Production

Reaction Shot

Sam watching Frodo leave — the edit that tells you how to feel without a single word of dialogue.

A reaction shot is footage of a subject's face or body showing their emotional response to something that just happened in the previous shot — a question asked, information revealed, an event witnessed. In a two-person interview, the host's nodding, listening face while the subject speaks is a reaction shot. In a panel discussion, a panelist's surprised expression in response to an unexpected claim is a reaction shot. In a product demo, the user's genuine delight when a feature works unexpectedly well is a reaction shot. The subject of a reaction shot is not the primary action but the human response to it — and in film and video, human response is what creates emotional resonance for the viewer.

The psychological power of reaction shots derives from an evolutionary mechanism: humans are instinctively attentive to other humans' faces, particularly emotional expressions, as a social survival tool. When we see someone express joy, we unconsciously tend to feel joy; when we see someone express disgust or fear, we unconsciously process it as a warning signal. Editors use this reflex deliberately by cutting to reaction shots at emotionally significant moments — the moment of surprise, the moment of understanding, the moment of laughter. The viewer's emotional state is modulated by what they see on the face of the person in the reaction shot, not just by what they hear said.
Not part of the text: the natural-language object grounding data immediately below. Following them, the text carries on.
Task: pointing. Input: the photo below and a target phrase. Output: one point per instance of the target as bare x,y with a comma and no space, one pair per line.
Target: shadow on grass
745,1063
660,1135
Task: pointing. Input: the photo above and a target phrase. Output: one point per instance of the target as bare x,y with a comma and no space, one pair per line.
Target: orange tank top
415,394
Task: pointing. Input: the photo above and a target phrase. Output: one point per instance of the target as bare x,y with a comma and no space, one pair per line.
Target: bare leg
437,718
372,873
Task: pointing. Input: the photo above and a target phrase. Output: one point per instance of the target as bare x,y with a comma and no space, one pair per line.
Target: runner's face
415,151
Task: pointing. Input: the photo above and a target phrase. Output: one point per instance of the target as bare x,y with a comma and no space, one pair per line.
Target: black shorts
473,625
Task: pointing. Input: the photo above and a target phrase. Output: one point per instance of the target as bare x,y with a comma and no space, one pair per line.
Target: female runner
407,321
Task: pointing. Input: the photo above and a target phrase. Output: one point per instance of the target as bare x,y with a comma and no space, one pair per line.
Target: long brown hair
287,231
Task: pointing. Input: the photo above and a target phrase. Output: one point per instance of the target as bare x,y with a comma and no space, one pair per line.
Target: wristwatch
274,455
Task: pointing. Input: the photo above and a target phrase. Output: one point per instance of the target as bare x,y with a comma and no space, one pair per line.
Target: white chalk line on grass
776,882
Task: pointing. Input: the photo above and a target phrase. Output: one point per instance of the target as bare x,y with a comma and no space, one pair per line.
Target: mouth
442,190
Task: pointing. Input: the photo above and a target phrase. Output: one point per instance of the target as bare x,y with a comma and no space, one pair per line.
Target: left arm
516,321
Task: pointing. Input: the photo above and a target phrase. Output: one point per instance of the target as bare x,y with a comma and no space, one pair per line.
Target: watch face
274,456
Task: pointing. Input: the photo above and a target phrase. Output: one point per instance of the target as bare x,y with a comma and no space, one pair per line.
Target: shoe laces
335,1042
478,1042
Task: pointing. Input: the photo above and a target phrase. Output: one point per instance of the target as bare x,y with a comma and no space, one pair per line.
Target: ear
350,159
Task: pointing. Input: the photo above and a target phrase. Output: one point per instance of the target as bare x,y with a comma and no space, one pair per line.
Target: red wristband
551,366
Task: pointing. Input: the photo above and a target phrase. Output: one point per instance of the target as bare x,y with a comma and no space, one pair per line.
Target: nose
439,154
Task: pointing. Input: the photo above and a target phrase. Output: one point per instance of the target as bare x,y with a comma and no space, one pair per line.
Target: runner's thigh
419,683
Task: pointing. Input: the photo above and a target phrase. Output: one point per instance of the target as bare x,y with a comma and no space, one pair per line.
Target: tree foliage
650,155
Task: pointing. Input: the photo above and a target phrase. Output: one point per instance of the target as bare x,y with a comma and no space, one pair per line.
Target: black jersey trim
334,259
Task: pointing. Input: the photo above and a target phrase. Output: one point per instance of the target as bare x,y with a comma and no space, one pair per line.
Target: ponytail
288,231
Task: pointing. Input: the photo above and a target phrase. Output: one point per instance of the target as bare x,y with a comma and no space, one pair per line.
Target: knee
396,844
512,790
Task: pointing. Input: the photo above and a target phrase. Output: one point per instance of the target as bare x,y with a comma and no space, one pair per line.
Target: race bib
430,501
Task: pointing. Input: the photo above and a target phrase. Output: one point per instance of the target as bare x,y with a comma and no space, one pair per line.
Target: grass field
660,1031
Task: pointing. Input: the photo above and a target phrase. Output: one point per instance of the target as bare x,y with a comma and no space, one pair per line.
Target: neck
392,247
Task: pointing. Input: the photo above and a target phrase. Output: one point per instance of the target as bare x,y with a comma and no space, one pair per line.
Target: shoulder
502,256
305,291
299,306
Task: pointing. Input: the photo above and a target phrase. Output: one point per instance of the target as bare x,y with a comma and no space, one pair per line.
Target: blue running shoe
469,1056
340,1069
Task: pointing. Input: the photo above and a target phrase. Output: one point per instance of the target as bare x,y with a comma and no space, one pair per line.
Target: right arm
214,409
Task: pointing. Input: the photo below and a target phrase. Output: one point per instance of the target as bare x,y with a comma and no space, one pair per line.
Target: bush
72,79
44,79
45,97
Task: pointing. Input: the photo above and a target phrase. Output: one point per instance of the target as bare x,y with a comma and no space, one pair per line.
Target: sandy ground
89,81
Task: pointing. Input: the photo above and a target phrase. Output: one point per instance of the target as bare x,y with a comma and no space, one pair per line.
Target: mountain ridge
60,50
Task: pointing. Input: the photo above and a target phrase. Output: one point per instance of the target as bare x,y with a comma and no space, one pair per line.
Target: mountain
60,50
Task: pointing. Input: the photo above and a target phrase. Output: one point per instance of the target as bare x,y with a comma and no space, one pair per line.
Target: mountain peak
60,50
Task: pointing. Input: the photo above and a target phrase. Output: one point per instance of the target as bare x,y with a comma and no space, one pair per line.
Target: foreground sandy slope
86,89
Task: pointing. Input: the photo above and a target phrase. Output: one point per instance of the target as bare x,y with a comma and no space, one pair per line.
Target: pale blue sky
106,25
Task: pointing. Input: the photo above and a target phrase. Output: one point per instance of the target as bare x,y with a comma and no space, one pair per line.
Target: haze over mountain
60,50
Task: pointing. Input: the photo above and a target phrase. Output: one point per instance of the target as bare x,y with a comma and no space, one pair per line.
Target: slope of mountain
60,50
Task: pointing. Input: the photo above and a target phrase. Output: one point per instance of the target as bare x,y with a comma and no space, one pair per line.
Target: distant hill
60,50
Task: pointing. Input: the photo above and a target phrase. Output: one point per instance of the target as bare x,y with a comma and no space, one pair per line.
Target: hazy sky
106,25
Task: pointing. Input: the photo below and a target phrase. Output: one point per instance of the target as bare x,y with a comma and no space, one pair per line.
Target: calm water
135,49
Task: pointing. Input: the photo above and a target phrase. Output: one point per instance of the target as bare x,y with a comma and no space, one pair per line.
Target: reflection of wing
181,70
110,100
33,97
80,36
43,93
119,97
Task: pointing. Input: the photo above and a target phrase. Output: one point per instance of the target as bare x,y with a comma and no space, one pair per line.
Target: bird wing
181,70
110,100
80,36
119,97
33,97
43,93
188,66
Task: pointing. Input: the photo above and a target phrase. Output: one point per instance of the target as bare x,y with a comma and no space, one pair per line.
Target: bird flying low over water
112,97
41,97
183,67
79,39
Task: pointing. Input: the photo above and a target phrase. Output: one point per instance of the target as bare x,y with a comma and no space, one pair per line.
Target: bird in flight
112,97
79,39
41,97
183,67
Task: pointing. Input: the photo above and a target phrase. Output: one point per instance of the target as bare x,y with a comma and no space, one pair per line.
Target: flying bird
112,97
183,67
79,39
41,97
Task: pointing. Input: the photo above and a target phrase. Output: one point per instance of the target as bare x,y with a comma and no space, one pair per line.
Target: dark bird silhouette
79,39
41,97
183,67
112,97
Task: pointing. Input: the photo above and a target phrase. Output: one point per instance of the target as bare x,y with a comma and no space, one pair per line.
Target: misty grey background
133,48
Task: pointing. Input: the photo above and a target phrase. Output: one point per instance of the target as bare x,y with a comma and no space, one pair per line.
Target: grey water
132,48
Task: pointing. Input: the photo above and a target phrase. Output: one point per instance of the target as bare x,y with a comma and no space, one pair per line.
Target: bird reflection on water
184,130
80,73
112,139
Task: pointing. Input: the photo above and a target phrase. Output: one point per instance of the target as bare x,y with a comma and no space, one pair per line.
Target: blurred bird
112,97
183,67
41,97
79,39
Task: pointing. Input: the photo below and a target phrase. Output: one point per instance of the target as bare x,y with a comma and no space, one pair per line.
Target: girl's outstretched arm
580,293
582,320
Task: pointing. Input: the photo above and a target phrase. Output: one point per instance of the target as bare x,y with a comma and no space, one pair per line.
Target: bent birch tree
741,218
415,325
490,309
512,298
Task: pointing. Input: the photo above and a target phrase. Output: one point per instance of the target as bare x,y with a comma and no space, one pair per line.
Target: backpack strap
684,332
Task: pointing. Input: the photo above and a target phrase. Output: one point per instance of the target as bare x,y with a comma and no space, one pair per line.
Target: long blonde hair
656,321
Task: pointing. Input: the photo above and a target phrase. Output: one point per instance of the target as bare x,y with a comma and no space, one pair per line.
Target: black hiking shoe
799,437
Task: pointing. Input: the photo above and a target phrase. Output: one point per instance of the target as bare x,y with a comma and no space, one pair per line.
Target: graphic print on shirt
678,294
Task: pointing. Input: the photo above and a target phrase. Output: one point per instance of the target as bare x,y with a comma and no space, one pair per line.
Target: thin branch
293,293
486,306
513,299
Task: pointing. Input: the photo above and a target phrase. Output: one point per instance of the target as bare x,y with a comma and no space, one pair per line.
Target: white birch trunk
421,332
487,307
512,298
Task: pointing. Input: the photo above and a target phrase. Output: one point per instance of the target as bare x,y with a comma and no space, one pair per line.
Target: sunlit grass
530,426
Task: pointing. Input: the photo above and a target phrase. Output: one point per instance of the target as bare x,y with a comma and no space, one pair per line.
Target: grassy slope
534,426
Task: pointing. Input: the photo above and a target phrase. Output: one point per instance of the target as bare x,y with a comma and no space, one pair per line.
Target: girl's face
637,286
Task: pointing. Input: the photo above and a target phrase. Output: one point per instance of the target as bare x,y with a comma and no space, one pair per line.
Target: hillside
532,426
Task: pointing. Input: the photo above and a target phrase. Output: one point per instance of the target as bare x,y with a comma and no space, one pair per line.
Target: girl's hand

For B2B video, reaction shots are most valuable in testimonial and documentary formats where authentic human response is the primary vehicle of credibility. A customer testimonial that shows only the talking head feels less trustworthy than one that includes reaction shots of the customer smiling, nodding, or visibly moved by what they're saying — the reactions read as evidence that the emotion is real. For interview coverage, shooting reaction shots of the interviewer or host while the subject speaks provides essential cutaway material that allows editors to trim the subject's dialogue, cover jump cuts, and control the pacing of the final piece without visible editing artifacts. This is one of the most common and overlooked coverage elements in single-camera corporate interview production.